The Saving on a Valuable Education plan is the newest income-driven repayment plan available to federal student loan borrowers, and this summer it’s getting even more affordable.
Currently, monthly payments on the SAVE plan are calculated as 10% of borrowers’ discretionary income. That’s the difference between your adjusted gross income and 225% of the federal poverty line, which is $33,885 a year for individuals in 2024, according to the Department of Health and Human Services.
But in July, the payments will drop to 5% of discretionary income for borrowers with undergraduate debt currently on the SAVE Plan, an Education Department spokesperson confirmed to CNBC Make It. The change will begin with their first payment due date in July.
How much borrowers could save
In 2023, a single undergraduate borrower who earns $60,000 a year would owe $227 a month toward their loans, according to ED’s calculation. On the same income, their payment would drop to about $109 a month in July.
If interest has accrued on your loans in excess of your monthly payment, the government will cover the rest. If $50 in interest accumulates on your loans in a month, but your payment is only $30, you won’t be charged the additional $20.
If you have undergraduate and graduate school loans, your payment will be a weighted average between 5% and 10% of your discretionary income based on the original balances of the loans. Borrowers with only graduate school loans will still have to pay 10% of their discretionary income.
Borrowers who stay on the SAVE plan can have their remaining balances forgiven in as little as 10 years of repayments.
All federal student loan borrowers with direct loans are eligible to apply for the SAVE plan through their loan servicer. You can also use Federal Student Aid’s loan simulator tool to see if it’s the right repayment plan for you.
Why smaller payments matter
Since payments resumed in October, many federal student loan borrowers have had trouble keeping up with their monthly payments. More than 1 in 3 borrowers said they wouldn’t be able to make their loan payments in six months, a March survey from the Student Debt Crisis Center found.

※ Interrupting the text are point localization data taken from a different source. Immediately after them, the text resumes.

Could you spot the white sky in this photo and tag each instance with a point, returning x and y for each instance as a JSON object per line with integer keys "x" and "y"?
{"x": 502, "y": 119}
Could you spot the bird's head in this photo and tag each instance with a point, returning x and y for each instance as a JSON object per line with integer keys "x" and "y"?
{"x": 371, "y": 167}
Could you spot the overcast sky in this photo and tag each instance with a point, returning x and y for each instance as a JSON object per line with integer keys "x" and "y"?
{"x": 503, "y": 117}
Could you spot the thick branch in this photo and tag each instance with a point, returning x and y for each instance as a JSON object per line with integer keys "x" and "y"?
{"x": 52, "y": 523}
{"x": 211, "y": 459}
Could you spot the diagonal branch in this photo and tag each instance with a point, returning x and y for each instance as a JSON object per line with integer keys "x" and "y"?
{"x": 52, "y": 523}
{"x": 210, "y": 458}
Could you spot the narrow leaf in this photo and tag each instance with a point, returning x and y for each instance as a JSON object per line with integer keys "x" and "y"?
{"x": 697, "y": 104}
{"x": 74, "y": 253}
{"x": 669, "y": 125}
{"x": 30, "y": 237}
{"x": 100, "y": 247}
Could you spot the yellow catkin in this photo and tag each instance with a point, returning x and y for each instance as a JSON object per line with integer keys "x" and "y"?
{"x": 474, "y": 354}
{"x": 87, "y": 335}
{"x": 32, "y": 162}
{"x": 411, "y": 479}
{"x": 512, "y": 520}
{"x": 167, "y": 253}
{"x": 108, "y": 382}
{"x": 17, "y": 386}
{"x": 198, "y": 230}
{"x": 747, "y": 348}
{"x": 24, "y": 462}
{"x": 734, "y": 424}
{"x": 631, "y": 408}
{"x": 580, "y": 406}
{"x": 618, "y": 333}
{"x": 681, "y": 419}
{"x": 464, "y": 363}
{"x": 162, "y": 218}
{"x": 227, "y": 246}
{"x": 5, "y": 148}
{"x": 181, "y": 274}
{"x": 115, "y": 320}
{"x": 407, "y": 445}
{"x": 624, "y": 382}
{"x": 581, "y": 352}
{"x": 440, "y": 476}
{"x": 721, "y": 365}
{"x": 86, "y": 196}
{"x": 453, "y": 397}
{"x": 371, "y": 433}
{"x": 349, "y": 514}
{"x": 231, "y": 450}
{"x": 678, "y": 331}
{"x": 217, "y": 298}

Others planned to make compromises, like the 66% of borrowers who said they’d have to reduce their retirement savings in order to cover their student debt, per a survey from Allianz Life from the end of 2023.
As of late February, 40% of borrowers hadn’t started or resumed making payments since the paused ended, according to a survey by Embold Research sponsored by SoFi.
Borrowers may be missing payments for a variety of reasons, with 58% of borrowers saying financial strain has made it difficult for them to resume or start making payments on their loans, the survey found.
But many borrowers could lower their monthly payments if they knew about their repayment options. While 60% of borrowers are at least somewhat knowledgeable about IDR plans, more than 1 in 5 borrowers don’t know about the different plans available, Embold Research found.